À quoi l’on peut répondre que la poésie des hommes est elle aussi genrée, et que ce n’est que par une sorte de convention sociale aveuglante qu’on feint de l’ignorer. On pourrait démontrer que maintes poésies d’hommes (ou toutes ?) gardent trace du genre du poète, dans les thèmes, mais aussi dans l’éthos (ou l’éthique), dans la langue, dans la disposition à l’égard du monde — et à l’égard de la femme ! Explicite ou non, la sexualité imprègne la poésie depuis ses origines, et, dans ce domaine aussi, l’une n’est pas l’autre…

Une lecture assumée du genre dans la création poétique aurait donc pour raison non de dégager une prétendue féminité de la poésie féminine dans ses tendances, ses composantes ou son essence, mais de tenir compte du poète en tant que responsable (« celui qui répond de ») d’une écriture et d’une œuvre (l’individu), de son rapport au sujet lyrique (celui qui dit je dans le poème), de l’inscription de l’un et l’autre dans le texte et dans une perception du monde, du moi, des relations sociales. Féminin est le sujet (le locuteur) dès lors qu’il parle au féminin — et on tend alors à l’identifier au poète si celui-ci est une femme. Et, à cet égard, on est interpelé par l’usage du genre grammatical (prétendument neutre) quand la poète fait parler au masculin le sujet lyrique, ou quand elle use elle-même d’un pseudonyme masculin.
Bref, la question des genres ne peut être évacuée de l’histoire de la poésie, de son analyse ou de sa simple lecture. Qui parviendrait, en lisant une femme, poète ou romancière, à occulter complètement son genre ? Tenir compte de la féminité de l’auteur doit rester une façon de reconnaître celle-ci, de défendre avec elle son droit à l’écriture et à l’existence sur un même plan que les hommes, dans l’intégrité de son individualité. Cela peut aussi nous permettre de « déneutraliser » la lecture des poètes hommes et de retrouver (pour le meilleur et pour le pire) leur genre dans leur écriture – ou leur part de féminité ! Après tout, le fondateur de la poésie lyrique occidentale n’est pas un homme, et une lecture neutralisée des poèmes de Sapho manquerait de beaucoup son objet…

 

LA PLACE FAITE AUX FEMMES

Nous nous intéresserons donc aux femmes poètes dans une histoire et une tradition, celles de la poésie de langue française en Belgique. La place qu’elles y occupent peut d’abord se mesurer statistiquement : sait-on combien de femmes ont compté parmi les poètes d’une histoire de près de deux siècles ? D’un répertoire (volumineux, mais forcément incomplet), de 1250 poètes, nés en 1780 et 1998, nous tirons un pourcentage global de 18,5 % de femmes. Cette proportion a évidemment varié avec le temps : les femmes sont plus nombreuses au 20e siècle ou de nos jours qu’au 19e. Globalement à nouveau, le pourcentage est de 8 % pour les poètes nées entre 1780 et 1899, contre 23 % pour les naissances de 1900 à 1998 ; si dans la population un homme sur deux est une femme, en poésie, c’est un quart ! Avec des pics remarquables : les poètes nées entre 1930 et 1939 sont particulièrement nombreuses (36 %), comme celles nées dans la décennie 1960-1970 (26,5 %). En soi, ces données ne font que pointer une histoire de la place de la femme dans la société dont les historiens dégagent aisément les facteurs d’origine et d’évolution.

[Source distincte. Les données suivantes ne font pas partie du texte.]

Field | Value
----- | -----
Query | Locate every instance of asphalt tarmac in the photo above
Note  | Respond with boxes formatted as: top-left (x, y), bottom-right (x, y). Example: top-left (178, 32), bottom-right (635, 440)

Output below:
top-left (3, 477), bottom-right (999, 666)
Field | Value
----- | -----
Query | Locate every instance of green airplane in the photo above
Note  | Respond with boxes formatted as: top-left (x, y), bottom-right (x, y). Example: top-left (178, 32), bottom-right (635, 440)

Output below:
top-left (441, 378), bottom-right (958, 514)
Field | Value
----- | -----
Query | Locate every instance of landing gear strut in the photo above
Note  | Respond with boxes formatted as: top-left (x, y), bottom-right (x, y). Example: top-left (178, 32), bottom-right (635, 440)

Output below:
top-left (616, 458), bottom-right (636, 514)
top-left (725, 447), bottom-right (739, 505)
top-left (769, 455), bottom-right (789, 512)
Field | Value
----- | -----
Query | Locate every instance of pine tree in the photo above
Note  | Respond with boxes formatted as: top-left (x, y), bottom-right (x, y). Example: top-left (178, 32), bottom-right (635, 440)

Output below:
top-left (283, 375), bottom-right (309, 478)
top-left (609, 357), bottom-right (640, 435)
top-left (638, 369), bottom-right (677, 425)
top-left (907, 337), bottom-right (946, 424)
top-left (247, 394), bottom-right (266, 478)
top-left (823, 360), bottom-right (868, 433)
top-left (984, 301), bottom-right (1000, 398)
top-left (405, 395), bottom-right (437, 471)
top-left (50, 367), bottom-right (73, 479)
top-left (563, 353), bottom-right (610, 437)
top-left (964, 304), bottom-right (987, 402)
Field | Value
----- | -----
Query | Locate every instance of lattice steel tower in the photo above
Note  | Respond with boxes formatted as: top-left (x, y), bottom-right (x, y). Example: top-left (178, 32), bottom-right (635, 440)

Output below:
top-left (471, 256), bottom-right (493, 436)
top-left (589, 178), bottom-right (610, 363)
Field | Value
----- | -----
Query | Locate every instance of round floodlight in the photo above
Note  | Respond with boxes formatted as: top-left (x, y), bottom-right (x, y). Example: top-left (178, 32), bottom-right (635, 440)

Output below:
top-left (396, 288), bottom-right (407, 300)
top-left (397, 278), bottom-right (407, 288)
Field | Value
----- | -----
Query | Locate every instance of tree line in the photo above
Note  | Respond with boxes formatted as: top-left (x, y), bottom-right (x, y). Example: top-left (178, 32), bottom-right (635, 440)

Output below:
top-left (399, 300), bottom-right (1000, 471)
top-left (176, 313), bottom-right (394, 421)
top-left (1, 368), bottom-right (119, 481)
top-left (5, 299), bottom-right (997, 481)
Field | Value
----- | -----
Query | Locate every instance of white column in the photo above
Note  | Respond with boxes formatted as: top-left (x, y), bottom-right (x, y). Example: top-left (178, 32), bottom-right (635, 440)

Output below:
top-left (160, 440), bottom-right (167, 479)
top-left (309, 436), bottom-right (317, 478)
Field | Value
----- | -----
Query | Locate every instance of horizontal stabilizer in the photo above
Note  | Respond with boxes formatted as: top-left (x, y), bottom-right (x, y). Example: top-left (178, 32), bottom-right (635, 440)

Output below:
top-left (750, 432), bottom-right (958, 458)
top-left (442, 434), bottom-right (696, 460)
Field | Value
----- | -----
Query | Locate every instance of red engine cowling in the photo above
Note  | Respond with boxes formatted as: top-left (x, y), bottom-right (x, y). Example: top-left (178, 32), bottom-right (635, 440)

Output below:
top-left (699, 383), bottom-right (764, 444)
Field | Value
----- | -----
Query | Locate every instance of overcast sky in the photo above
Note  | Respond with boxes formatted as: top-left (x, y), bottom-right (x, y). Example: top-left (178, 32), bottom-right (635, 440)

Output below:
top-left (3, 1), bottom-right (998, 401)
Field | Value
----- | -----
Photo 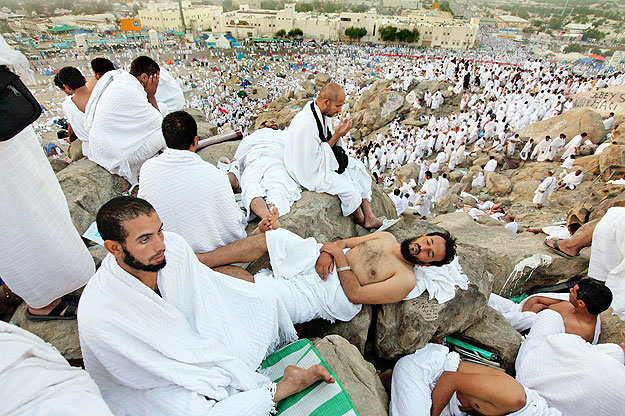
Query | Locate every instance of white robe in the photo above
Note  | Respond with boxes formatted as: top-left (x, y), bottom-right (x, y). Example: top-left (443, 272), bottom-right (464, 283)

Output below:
top-left (516, 310), bottom-right (625, 416)
top-left (560, 171), bottom-right (583, 189)
top-left (62, 95), bottom-right (90, 157)
top-left (434, 177), bottom-right (449, 203)
top-left (560, 135), bottom-right (582, 160)
top-left (85, 69), bottom-right (166, 184)
top-left (532, 176), bottom-right (556, 205)
top-left (78, 232), bottom-right (296, 416)
top-left (531, 140), bottom-right (550, 162)
top-left (234, 128), bottom-right (301, 219)
top-left (415, 178), bottom-right (437, 217)
top-left (483, 159), bottom-right (497, 172)
top-left (0, 126), bottom-right (95, 308)
top-left (471, 173), bottom-right (485, 188)
top-left (0, 321), bottom-right (112, 416)
top-left (138, 149), bottom-right (247, 253)
top-left (285, 102), bottom-right (371, 216)
top-left (588, 207), bottom-right (625, 319)
top-left (155, 67), bottom-right (185, 115)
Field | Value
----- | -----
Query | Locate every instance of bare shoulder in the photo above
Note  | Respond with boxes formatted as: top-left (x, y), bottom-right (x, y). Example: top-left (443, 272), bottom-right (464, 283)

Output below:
top-left (377, 232), bottom-right (398, 242)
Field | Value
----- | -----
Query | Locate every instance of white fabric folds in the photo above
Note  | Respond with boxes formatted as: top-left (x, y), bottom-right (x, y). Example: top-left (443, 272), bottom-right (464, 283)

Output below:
top-left (0, 126), bottom-right (95, 308)
top-left (62, 95), bottom-right (90, 157)
top-left (78, 232), bottom-right (297, 416)
top-left (0, 321), bottom-right (112, 416)
top-left (404, 257), bottom-right (469, 304)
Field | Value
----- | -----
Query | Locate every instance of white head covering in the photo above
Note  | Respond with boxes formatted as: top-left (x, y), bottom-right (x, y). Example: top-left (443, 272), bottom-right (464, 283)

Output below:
top-left (0, 35), bottom-right (35, 83)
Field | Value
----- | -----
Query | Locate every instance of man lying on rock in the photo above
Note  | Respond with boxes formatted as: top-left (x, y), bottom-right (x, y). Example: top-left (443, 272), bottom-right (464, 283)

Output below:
top-left (489, 279), bottom-right (612, 344)
top-left (389, 343), bottom-right (562, 416)
top-left (198, 227), bottom-right (457, 324)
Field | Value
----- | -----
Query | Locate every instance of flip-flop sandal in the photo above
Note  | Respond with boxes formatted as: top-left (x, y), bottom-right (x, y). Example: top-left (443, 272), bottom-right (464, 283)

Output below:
top-left (372, 218), bottom-right (400, 233)
top-left (543, 239), bottom-right (577, 259)
top-left (25, 294), bottom-right (79, 321)
top-left (217, 156), bottom-right (230, 173)
top-left (228, 160), bottom-right (241, 183)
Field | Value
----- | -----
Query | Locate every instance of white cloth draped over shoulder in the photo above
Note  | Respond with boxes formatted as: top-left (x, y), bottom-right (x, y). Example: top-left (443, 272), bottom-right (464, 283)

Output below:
top-left (0, 321), bottom-right (112, 416)
top-left (85, 69), bottom-right (166, 184)
top-left (560, 171), bottom-right (583, 189)
top-left (78, 232), bottom-right (297, 416)
top-left (155, 67), bottom-right (185, 115)
top-left (404, 257), bottom-right (469, 304)
top-left (285, 101), bottom-right (372, 216)
top-left (62, 95), bottom-right (90, 157)
top-left (532, 176), bottom-right (556, 205)
top-left (488, 293), bottom-right (601, 343)
top-left (588, 207), bottom-right (625, 319)
top-left (516, 310), bottom-right (625, 416)
top-left (0, 34), bottom-right (35, 83)
top-left (0, 126), bottom-right (95, 308)
top-left (138, 149), bottom-right (247, 253)
top-left (234, 128), bottom-right (302, 219)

Il nous intéressera davantage de voir comment l’institution a pu correctement refléter la proportion des femmes poètes dans notre population. Nous prendrons comme seul indicateur les anthologies, en retenant trois ouvrages déterminants : paru en 1976, le Panorama de la poésie française de Belgique de Liliane Wouters, suivi des quatre volumes de La poésie francophone de Belgique qu’elle a publiés avec Alain Bosquet (1985-1992) ; et nous y ajouterons le tome II des Lettres françaises de Belgique, Dictionnaire des œuvres, publié sous la direction de Robert Frickx et Raymond Trousson (1988 ; le tome La poésie est dirigée par Christian Berg et R. Frickx).
Ce dernier instrument révèle un remarquable degré d’objectivité : attentif aux poètes secondaires ou méconnus comme aux grands noms, il est parfaitement représentatif de la démographie observée : 8 % des poètes nés entre 1764 et 1899 sont des femmes, et 23 % de ceux qui sont nés entre 1900 et 1956.

En revanche, dans les deux grands anthologies de Liliane Wouters, sans puis avec Alain Bosquet, la proportion des femmes est sensiblement inférieure à la réalité : dans le Panorama, pour les poètes nés entre 1855 et 1899, on ne trouve qu’une femme sur 36 noms ; nées entre 1900 et 1955, elles ne sont que 15 % du total. Dans l’anthologie en quatre volumes, on trouve pour le premier tome (naissances de 1804 à 1884) 3 femmes sur 29, soit 10 % (pour la même période, les femmes atteignent 9 %), mais pour le deuxième (1885 à 1900) : 2 sur 52 (4 % contre 7 %) ; pour le tome III (1903-1926), 11 % (contre 21 %) et pour le 4e (1928-1962) 15 % (contre 27 %).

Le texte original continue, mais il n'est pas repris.